このプロトコルは、浸透したマウス心臓からの心房収率を向上させるのに役立つ可能性がある。この方法の主な利点は、心房と心室筋細胞が同じ消化条件下で同時に単離できることである。この方法は、細胞および細胞内レベルでの心臓病のメカニズムに関する洞察を提供することができる。
8〜10週齢の雄C57黒6マウスを安楽死させた後、組織鉗子を使用してxiphoidの皮膚を持ち上げる。次に、ティッシュハサミを使用して、皮膚を通して軽度の横切開を行います。皮膚と鼻隠しの間で鈍い解剖を行う。
両側のV字形の腋窩に向かって皮膚切開を伸ばし、胸部を通して切開を続けます。その後、組織鉗子を使用して胸骨をクランプし、胸部を上方に偏向させ、心臓と肺を完全に露出させます。湾曲した鉗子を使用して、心膜を剥がします。
胸腺が大血管を覆う場合は、2つの湾曲した鉗子を使用して胸腺を両側に引き裂き、大動脈とその枝動脈がY字型血管として見えるまで、心臓の基部を尾に向かってそっと引っ張る。左の一般的な頸動脈で大動脈をトランセクトし、次に腕頭筋動脈を切断する。心臓を切り出し、すぐにチロードの溶液を含むペトリ皿に浸して、残りの血液を洗浄して送り出します。
その後、溶液1を含む別のペトリ皿に心臓を移します。ステレオ顕微鏡の下で、細かいアイリスはさみを使用して、余剰組織をトリミングします。注射器から気泡を排出します。
次に、2つのストレートタイイング鉗子の助けを借りて、逆行大動脈カヌレーションを行い、全体の缶占プロセスが液体表面下で行われることに注意を払う。カニューレ先端が上大動脈にあるようなカニュールの深さを調整し、大動脈弁に浸透しないように注意してください。次に、前ノット3-O縫合糸で、大麦をカニューレノッチにリゲートします。
注射器から溶液1を穏やかに注入し、残りの血液を洗い流します。その後、カンヌル化された心臓をランゲンドルフ装置に接続し、心臓に気泡を導入しないように注意してください。カンニュール心臓をランゲンドルフ装置に接続した後、約2分間、溶液1で心臓を穿ファリングする。
1回使用の滅菌ポリエチレンピペットを使用して、約2.5ミリリットルの溶液3を引き出し、後で使用するために水浴に事前に温めます。次いで組織を消化し、残りの溶液3を約11〜12分間心臓に浸透させた。溶液3で灌流の最初の2分後、消化が完了するまで再使用するために蠕動ポンプによって灌流液に灌流液をリサイクルする。
心臓が腫れ、わずかに青白くフラシッドに変わったら、歯付き鉗子を使って心筋をそっとつまみます。刻印が見える場合は、消化を終了し、装置から心臓を切り離します。動脈および心室筋細胞を分離するには、鉗子を使用して心室と心房を取り除き、それらを異なるペトリ皿に入れる。
その後、両方の料理に事前に温めたソリューション3を追加します。鈍い鉗子を使用して、組織を濁った質感にトリチュレートし、空気泡を導入することなく組織を穏やかに消化する。残りの酵素活性を阻止するために、ピペットを用いて濁った消化組織を溶液4に移し、次いで192倍G.で20秒間遠心分離機を上清を除去した後、溶液5で細胞沈降を再懸濁させる。

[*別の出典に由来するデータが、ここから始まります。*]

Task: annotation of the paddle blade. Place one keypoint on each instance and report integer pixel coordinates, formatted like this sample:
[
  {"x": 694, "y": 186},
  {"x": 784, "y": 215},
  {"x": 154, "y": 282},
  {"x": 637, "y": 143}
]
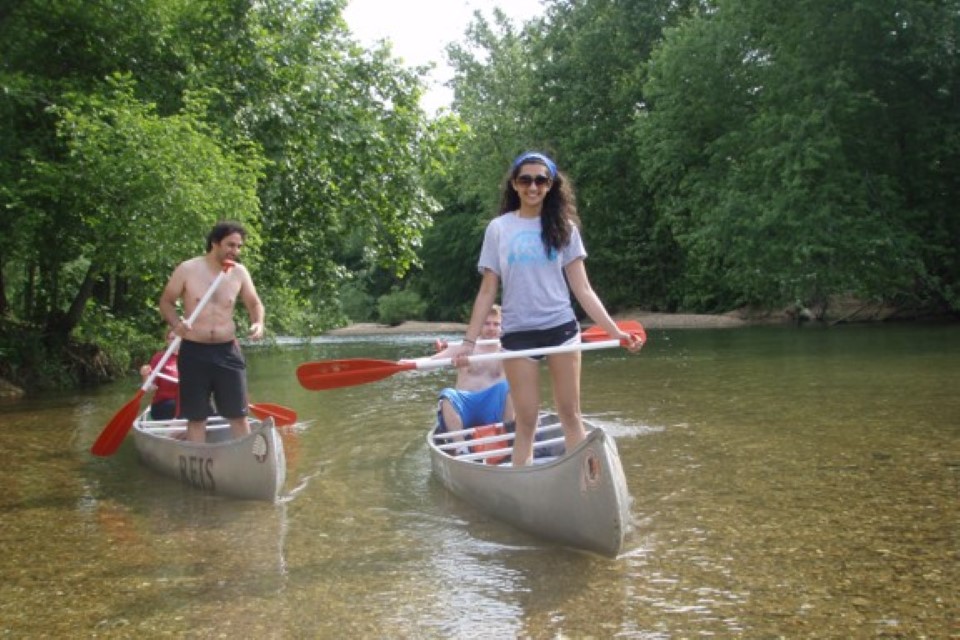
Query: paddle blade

カルシウムパラドックスとカルシウム過負荷を避けるために、細胞懸濁液に1リットル当たり100ミリモルの合計50ミリリットルを徐々に添加することによって、カルシウムを段階的に再導入する。塩化カルシウムをすべて添加したら、パッチクランプ研究のためにタイロードの溶液中に細胞を保管します。カヌレーション深さは、心房とその付属物の灌流に関連付けられている。
カニューレ先端が上昇大オルタにある場合、両方の心房付属器が十分な心房灌流を示す膨張する。しかしながら、カニューレ先端が大動脈根にある場合、両方の心房付属器が拭き取られ、充血不十分を示す。上昇大動脈でのカヌリン酸によって分離された心房筋細胞は、カルシウム再導入の前後の大動脈根でのカヌリン酸によって単離されたものよりも生存率が高い。

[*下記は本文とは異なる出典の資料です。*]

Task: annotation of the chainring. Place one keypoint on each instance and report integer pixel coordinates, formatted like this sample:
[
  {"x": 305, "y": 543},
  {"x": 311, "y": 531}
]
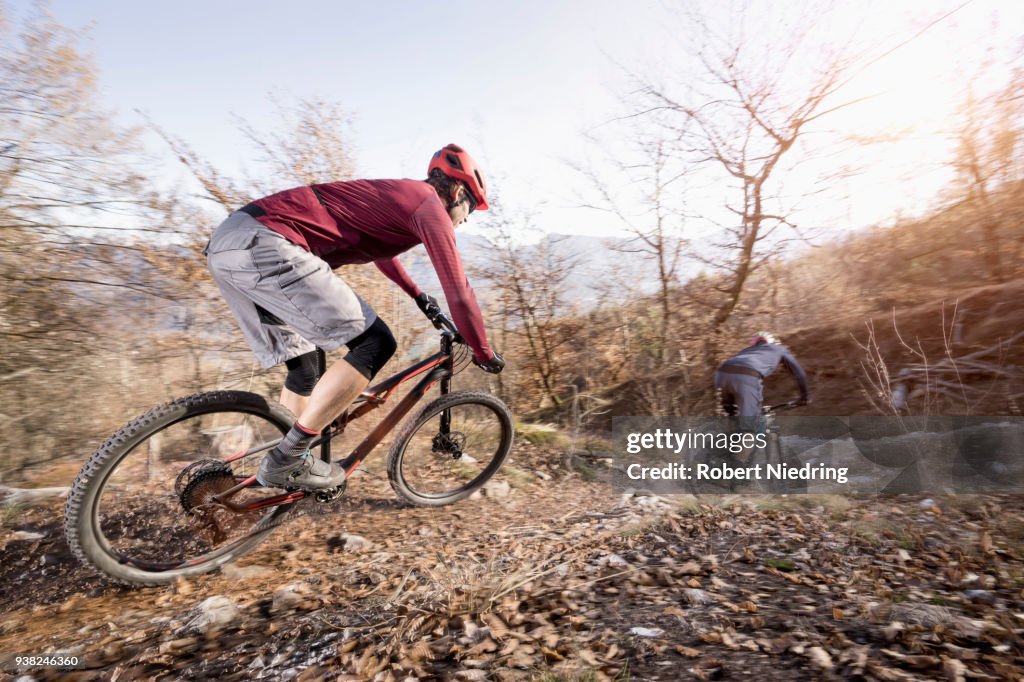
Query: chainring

対照的に、カルシウム再導入の前後の両方で、上昇大動脈または大動脈根のいずれかでカヌル化によって単離された心室筋細胞の生存率に差はなかった。単離心房および心室筋細胞におけるナトリウム電流の全細胞パッチクランプ記録、ならびに現在の密度は、単離された細胞の品質が電気生理学的実験の要件を満たしていることを確認する。大オルタをトランセクトする際には、結紮に十分な腺を保持するようにしてください。
それ以外の場合、カニューレは、結紮後に大動脈弁に浸透し得る。